Is there a technical reason why CFC-based inhalers couldn't have been replaced with something that doesn't cost more and works just as well, like in every other kind of spray can made since like 1978? If not with HFA then with CO2 or NO or something? I'm wondering whether blame lies not with the government for banning CFCs (these things should not even be manufactured!) but with the pharma companies for making crappy expensive inhalers.
posted by nowonmai at 5:13 PM on June 13, 2009 [2 favorites]


actually inconveniences us in some way

To be fair, this could lead to a number of deaths due to failure to use the device in the new way, clogging, or unexpectedly short device life. It's a bit more than an inconvenience in those cases.
posted by jedicus at 5:17 PM on June 13, 2009 [4 favorites]


which then deplete the ozone layer by taking out the free oxygen up there.

doing more reading I see that Chlorine is quite a bad boy up in the stratosphere. It breaks down the ozone molecule (O3) into an oxygen molecule (O2), and then later as ClO will absorb a free oxygen atom floating around up there to return to pure Chlorine + O2 to start the process over again, so one chlorine atom up in the stratosphere can take out 1000 or more O3 molecules -- Chlorine doesn't just eat ozone, it prevents new ozone from forming by fixing free oxygen atoms into O2, which don't do squat for blocking ultraviolet.
posted by @troy at 5:18 PM on June 13, 2009


It's amazing how quickly our environmental concern disappears when protecting the environment actually inconveniences us in some way. Fuck the trees, I want my $25.

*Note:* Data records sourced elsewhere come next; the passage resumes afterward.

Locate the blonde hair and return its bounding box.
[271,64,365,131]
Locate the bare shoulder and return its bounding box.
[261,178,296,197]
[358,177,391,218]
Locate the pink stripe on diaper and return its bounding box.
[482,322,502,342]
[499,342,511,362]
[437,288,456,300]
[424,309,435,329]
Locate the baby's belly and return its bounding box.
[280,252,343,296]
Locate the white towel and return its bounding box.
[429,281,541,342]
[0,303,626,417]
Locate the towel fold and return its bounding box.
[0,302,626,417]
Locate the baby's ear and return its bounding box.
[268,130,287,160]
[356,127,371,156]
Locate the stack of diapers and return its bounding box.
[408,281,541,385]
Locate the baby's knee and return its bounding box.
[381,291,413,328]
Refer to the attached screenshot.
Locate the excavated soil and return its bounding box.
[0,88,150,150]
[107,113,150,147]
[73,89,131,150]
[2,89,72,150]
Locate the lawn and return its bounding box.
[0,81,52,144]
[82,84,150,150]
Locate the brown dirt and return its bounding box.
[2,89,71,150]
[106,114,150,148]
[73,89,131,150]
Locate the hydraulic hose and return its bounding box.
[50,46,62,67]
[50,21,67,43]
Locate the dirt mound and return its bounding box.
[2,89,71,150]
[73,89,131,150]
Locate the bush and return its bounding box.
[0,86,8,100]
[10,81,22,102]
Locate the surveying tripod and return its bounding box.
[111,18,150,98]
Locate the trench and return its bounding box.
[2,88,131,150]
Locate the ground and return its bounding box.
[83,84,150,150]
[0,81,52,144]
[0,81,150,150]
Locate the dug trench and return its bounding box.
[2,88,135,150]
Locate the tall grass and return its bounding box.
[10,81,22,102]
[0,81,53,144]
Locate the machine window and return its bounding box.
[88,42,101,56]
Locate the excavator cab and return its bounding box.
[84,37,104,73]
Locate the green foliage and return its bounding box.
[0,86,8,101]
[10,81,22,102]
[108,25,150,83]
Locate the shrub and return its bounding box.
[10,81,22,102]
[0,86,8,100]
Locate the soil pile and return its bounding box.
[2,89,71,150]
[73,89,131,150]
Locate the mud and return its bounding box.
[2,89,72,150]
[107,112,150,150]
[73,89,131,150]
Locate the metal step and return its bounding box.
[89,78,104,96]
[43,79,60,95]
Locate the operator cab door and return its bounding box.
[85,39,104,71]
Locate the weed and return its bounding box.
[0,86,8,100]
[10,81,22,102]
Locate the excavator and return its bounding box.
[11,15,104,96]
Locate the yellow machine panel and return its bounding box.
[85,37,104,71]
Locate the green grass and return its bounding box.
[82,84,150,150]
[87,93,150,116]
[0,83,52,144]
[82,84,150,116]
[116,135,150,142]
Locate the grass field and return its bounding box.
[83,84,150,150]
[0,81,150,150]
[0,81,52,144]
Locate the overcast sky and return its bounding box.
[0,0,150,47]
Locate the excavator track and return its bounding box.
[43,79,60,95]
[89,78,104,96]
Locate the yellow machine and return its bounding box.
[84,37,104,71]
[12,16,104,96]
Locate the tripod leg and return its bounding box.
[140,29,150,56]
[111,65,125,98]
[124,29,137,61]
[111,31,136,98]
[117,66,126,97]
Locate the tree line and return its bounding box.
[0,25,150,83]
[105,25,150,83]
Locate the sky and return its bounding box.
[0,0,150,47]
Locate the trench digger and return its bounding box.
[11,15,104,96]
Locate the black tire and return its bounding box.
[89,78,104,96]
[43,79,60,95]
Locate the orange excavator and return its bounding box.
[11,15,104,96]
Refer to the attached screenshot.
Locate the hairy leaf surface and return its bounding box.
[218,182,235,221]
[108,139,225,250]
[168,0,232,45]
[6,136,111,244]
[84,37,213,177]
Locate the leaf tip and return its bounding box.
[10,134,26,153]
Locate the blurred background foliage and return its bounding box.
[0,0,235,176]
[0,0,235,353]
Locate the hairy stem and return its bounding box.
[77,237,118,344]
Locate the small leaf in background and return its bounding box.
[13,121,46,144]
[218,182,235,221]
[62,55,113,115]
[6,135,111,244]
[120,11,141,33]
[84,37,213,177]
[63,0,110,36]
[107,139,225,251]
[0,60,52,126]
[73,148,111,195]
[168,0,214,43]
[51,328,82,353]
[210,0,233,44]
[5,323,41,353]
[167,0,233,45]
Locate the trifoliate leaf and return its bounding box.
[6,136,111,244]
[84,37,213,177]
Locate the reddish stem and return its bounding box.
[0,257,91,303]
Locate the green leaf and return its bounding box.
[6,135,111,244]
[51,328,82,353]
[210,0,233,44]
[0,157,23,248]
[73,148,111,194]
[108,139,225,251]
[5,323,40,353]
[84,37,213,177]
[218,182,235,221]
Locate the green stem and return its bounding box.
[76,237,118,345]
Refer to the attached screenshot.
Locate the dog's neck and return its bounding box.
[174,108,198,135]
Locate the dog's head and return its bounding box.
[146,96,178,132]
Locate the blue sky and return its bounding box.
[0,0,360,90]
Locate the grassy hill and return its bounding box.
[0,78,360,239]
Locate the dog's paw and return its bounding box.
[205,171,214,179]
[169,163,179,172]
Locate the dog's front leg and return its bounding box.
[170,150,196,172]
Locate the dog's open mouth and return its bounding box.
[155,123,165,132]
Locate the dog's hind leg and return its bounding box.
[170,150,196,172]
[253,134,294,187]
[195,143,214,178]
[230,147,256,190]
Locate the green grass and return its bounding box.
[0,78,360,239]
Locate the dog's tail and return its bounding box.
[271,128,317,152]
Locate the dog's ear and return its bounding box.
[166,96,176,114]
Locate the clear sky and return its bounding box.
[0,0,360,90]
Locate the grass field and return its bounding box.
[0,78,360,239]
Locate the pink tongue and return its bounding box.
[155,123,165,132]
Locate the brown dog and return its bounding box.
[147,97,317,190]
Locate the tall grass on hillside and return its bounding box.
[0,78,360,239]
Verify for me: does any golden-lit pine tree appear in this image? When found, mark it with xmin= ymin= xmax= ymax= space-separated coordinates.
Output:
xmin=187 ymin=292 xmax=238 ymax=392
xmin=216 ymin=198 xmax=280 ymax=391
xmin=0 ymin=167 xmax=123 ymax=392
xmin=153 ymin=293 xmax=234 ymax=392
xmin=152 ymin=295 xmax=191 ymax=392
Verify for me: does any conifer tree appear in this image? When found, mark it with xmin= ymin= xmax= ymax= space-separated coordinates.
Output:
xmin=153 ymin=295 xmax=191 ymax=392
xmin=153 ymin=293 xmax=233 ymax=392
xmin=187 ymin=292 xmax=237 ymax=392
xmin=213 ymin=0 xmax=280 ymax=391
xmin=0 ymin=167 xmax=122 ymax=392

You're caricaturing asthma sufferers who are experiencing legitimate issues with these inhalers, both in terms of their design and their cost, as petty and selfish. That's not fair, and it's not the sentiment I see from the comments here.
posted by foxy_hedgehog at 5:18 PM on June 13, 2009 [19 favorites]


It's amazing how quickly our environmental concern disappears when protecting the environment actually inconveniences us in some way. Fuck the trees, I want my $25.

To me it's a question of proportionality and common sense. If the CFCs released by the small population of inhaler users aren't resulting in measurable harm, then banning them before equivalent technology is available is silly zero-tolerance BS.

The preservation of human health should be the Prime Directive of our socio-economy. Banning such a critical piece of healthcare delivery is a bit different than banning CFCs in industrial use, especially since the healthcare use is apparently so small in comparison.
posted by @troy at 5:22 PM on June 13, 2009 [2 favorites]


I have a hard time taking this ban seriously, from an environmental perspective. This is not in any proportional and rational. The number of asthmatics on the entire planet sucking on CFCs for the entirety of their lives couldn't possibly be one one-millionth, say, all the old air conditioners and refrigerators still operating in the third world.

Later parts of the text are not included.